Sturgeon’s Law n. 1960 P. Schuyler Miller in Astounding Science Fact & Fiction Dec. 162/2 F. M. Busby, who will probably chair the 1961 World Science [sic] Convention in Seattle, seconds this with the opinion that a new reader, going over the output of the ‘great’ days of 1946 and that of 1959, would consider more of the 1959 stories really good.
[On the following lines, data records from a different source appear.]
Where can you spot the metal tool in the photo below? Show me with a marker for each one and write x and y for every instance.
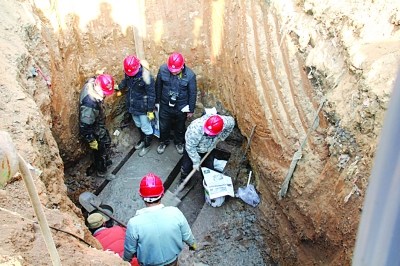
(172, 199)
(91, 203)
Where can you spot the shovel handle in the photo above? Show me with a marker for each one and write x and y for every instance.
(183, 184)
(109, 215)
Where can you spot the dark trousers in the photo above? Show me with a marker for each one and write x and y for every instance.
(101, 156)
(187, 164)
(168, 116)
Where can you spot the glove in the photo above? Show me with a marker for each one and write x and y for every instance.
(193, 246)
(94, 145)
(196, 167)
(150, 115)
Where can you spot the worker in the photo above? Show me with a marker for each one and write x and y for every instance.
(202, 136)
(92, 121)
(140, 99)
(176, 92)
(111, 237)
(156, 233)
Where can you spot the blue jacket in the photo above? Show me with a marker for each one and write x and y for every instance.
(184, 86)
(156, 234)
(92, 118)
(140, 98)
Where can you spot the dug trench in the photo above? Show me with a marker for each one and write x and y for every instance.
(272, 68)
(224, 233)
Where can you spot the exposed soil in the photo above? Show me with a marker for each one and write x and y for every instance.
(271, 68)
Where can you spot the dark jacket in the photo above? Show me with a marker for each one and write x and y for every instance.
(184, 86)
(92, 117)
(140, 98)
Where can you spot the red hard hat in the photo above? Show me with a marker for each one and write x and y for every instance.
(131, 65)
(175, 63)
(213, 125)
(151, 186)
(106, 83)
Theodore Sturgeon once attacked it from the other side with what has become known as Sturgeon’s Law: ‘Ninety per cent of everything is crud.’ The remaining ten per cent is what we call ‘good’ and ten per cent of that—one story in a hundred—is ‘really good’.
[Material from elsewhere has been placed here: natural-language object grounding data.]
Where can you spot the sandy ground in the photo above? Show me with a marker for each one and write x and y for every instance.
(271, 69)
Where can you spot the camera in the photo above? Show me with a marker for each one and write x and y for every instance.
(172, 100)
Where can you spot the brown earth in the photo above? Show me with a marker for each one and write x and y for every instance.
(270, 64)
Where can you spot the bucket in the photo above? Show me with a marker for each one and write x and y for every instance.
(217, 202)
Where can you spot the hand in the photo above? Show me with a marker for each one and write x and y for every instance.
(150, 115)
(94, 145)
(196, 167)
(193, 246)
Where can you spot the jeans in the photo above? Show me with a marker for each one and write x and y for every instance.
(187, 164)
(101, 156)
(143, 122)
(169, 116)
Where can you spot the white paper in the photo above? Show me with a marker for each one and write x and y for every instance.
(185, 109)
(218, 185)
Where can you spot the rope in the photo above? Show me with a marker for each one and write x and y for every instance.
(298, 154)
terrene adj. 1951 P. S. Miller Reference Library in Astounding Stories Nov. 117/1 In the July 1942 issue of Astounding SCIENCE FICTION Jack Williamson, using the pen name ‘Will Stewart’, introduced the concept of ‘seetee’—contraterrene matter—to science fiction in the novelette ‘Collision Orbit.’ Seetee, as is now pretty generally known, is matter electrically opposite to normal or terrene matter, with a nucleus of neutrons and negative protons surrounded by shells of positrons. In contact with normal matter, the opposites are attracted to each other, react, and neutralize each other with total conversion of their mass to energy.
timeslip n. 1958 P. S. Miller Reference Library in Astounding Science Fiction Jan. 150/1 The scientist…has undergone a ‘time slip’ which has him answering questions before they're asked.
timestream n. 1944 P. S. Miller As Never Was in Astounding Science-Fiction Jan. 34/1 As any schoolchild learns, the time shuttler who goes into the past introduces an alien variable into the spacio-temporal matrix at the instant when he emerges. The time stream forks, an alternative universe is born in which his visit is given its proper place, and when he returns it will be to a future level in the new world which he has created. His own universe is forever barred to him.
universe n. 1970 P. S. Miller Reference Library in Analog Science Fiction Apr. 162/1 The great ‘Lensman’ series here in Astounding showed us another such universe, one facet at a time. Isaac Asimov’s ‘Foundation’ stories…James Schmitz’s of the Hub worlds and A. Bertram Chandler’s of the galactic Rim…Fred Saberhagen’s chronicles of the Berserker machines…we all have our favorites. The greatest in recent years has probably been ‘Cordwainer Smith’s’ wonderful construction, but one of the richest and most vivid is the universe in which Poul Anderson sets many of his stories.
universe n. 1970 P. S. Miller Reference Library in Analog Science Fiction/Science Fact Apr. 162/1 Such stories fall into two main categories, both well represented in science fiction. There is the string-of-beads pattern—more or less independent exploits of the same character in the manner of Tom Swift or Captain Future. We also have the more thoughtfully constructed series in which the storyteller dips into a fully worked-out imaginary universe. My first memories of this kind of science-fictional universe are Edmond Hamilton’s galactic adventure yarns for Weird Tales.
universe n. 1970 P. S. Miller Reference Library in Analog Science Fiction/Science Fact Apr. 170/1 Some day I hope some fan or fan organization—maybe the vigorous Australian Science Fiction Association in Chandler’s home territory—will put together a list of the Rim or ‘Expansion’ stories (since they are not all laid in the Rim Worlds but are all in a consistent future universe—or universes) and try to organize them in some kind of sequence.